With this application, blind and people with partial sight can experience a new way of seeing with a process called Linespace.  What Linespace is, the head of a 3D printer that is attached to a drafting table, similar to the kind that architects, designers, and engineers use.  The print head is then attached to movable arms via motors that allow the arm and printer head to move quite rapidly across the surface of the table thus delivering a tangible raised image on the surface of the table.  This allows for the user to use their fingers to get an idea of what an object presented on a computer actually feels like.

Basically, let’s say the user is searching for a picture of a camera.  The 3D printer then goes to work creating a raised image that the user can feel and get a better picture of what the object looks like.

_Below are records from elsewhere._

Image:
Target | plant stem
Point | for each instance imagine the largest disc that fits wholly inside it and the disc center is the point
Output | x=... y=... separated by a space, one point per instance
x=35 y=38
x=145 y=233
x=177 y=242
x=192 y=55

This can be used to allow for users to feel what products, or people, animals, and whatever might look like via just the touch of their fingertips.

The device is activated via a pedal and one can use speech or gestures to initiate a print image in the form of the raised 3D plastic lines.  The user can even request extra detail be added by addressing to the area they want more information on.  An overhead tracking camera does the imaging job.

In May, 2016, Linespace will be presented to the CHI (computer human interaction) in San Jose, California. The developer of the process is Patrick Baudisch who leads the HPI team that brought Linespace to reality.  Their group has also created a series of apps for the Linespace project.  The spectrum of apps spans from simple designs to games and even maps.

Once the process is perfected, it might lend itself to other applications not only for the blind or sight impaired.  Somewhere some developer will take it apart and find a use in entertainment and education.  With the advances in 3D printing, there could also be textured imagery for the blind to detect.  3D printers can use several substances to print from.  Let’s say an object has fur like a lion or big cat or other animal.  A 3D printed image with some furry texture could help the impaired to experience and visualize what such a creature might look like.

This could also lend itself to lots of fun at parties as well.  The combination of possibilities will make this technology stand out as something many developers, technicians, and researchers will take part in.  Most of all, it will allow the blind and seeing impaired experience a whole new level of reality.  One whereby they won’t be left out of valuable information that can enhance their quality of life.